Roger Stone, his wife would like you to know, is broke. And he is not dealing with it well. Once in khaki suits, gee, he looked swell, full of that yankee-doodle-dee-dum, but now no one calls him Al anymore and he has to stand on a street corner singing "Brother Can You Spare A Dime?"

Yesterday, the conservative but also kind of Never Trumper site The Bulwark revealed the details of a grifty "fundraising" plea sent out by Stone's wife Nydia, begging supporters to give money to the Stones in order to help them keep up the lifestyle to which they have become accustomed.

It was titled "I am embarrassed to write this."

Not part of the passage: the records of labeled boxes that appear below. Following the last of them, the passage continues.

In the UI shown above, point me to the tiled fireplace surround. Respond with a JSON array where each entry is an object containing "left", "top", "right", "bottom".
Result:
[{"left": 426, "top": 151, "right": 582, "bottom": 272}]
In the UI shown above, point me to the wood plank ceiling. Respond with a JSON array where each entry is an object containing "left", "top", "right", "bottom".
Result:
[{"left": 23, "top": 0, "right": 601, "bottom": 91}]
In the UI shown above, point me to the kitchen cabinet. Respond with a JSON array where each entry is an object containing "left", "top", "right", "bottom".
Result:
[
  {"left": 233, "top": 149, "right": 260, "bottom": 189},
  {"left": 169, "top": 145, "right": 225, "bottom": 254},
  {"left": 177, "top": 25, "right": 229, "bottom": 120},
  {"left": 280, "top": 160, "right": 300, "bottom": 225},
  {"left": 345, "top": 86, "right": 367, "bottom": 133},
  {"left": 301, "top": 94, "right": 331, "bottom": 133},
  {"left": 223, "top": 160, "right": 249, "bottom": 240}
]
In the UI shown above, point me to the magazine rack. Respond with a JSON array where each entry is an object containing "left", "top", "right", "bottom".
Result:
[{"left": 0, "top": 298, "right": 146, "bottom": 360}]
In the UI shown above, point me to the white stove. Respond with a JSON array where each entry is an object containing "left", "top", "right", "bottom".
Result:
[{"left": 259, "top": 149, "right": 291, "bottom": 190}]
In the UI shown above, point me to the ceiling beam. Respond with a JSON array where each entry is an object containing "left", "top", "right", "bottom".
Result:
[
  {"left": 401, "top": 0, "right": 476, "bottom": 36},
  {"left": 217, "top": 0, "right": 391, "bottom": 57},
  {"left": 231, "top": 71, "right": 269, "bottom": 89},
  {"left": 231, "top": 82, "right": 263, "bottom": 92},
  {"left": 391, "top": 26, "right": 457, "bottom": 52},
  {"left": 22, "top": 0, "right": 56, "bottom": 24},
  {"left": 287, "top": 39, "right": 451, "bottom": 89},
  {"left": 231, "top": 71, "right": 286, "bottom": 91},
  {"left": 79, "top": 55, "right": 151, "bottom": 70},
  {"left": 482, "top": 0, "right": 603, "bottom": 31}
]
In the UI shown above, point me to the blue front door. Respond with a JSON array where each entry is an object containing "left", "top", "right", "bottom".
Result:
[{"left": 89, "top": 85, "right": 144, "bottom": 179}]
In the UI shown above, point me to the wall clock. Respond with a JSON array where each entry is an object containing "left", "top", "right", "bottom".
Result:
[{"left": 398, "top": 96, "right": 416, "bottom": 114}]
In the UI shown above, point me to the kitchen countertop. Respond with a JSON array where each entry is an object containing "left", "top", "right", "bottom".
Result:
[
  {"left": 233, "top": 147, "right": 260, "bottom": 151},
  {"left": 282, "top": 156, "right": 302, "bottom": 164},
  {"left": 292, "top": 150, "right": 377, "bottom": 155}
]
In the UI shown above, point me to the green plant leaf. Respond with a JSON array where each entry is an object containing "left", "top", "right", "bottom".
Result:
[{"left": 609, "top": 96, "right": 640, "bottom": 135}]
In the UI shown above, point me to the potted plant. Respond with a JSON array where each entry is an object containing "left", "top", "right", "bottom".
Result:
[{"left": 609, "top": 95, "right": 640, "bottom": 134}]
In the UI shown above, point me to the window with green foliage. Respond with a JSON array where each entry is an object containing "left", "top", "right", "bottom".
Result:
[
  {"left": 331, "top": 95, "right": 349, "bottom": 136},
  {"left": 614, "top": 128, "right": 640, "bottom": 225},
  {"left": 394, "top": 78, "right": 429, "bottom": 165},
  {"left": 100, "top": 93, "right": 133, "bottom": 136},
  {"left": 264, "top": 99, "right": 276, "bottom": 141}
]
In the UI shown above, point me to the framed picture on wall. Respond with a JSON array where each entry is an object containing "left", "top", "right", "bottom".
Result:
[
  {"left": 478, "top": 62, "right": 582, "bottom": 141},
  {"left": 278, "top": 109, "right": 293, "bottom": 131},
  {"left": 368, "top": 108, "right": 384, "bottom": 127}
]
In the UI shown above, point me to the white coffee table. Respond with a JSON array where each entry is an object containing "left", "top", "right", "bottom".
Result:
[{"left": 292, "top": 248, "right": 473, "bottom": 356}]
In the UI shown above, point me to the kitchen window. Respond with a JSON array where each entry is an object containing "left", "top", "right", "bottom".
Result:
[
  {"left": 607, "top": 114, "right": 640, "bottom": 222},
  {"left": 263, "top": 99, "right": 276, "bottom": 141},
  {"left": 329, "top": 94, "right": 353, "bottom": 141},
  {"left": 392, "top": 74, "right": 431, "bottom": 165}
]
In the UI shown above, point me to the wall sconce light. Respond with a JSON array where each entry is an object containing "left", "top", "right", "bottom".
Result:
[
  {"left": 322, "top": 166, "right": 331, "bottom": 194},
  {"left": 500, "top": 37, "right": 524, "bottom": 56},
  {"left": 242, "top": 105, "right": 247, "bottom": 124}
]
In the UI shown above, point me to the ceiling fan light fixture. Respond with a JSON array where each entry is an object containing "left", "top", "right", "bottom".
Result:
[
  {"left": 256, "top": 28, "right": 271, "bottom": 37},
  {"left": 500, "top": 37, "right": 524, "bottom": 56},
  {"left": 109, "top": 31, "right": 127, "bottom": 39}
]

"Dear Friend," begins the missive. "My husband and I have an urgent new problem and we need your help. I told my husband I was going to write you, one of his most valued supporters. I am embarrassed to write this, but I must."

"Mrs. Roger Stone" tells a tale of woe: FBI agents swooping in on them at the crack of dawn to arrest her husband, a subsequent "fake news" feeding frenzy causing friends and fans to abandon the Stones.

"He laid off all our consultants, contractors and employees, and we have 'pulled in our belts' like so many Americans in 'tight times,'" she wrote, sounding for all the world like a plucky working-class patriot, not the wife of a man who made and lost his fortune lying in the service of power.

She should have been more embarrassed.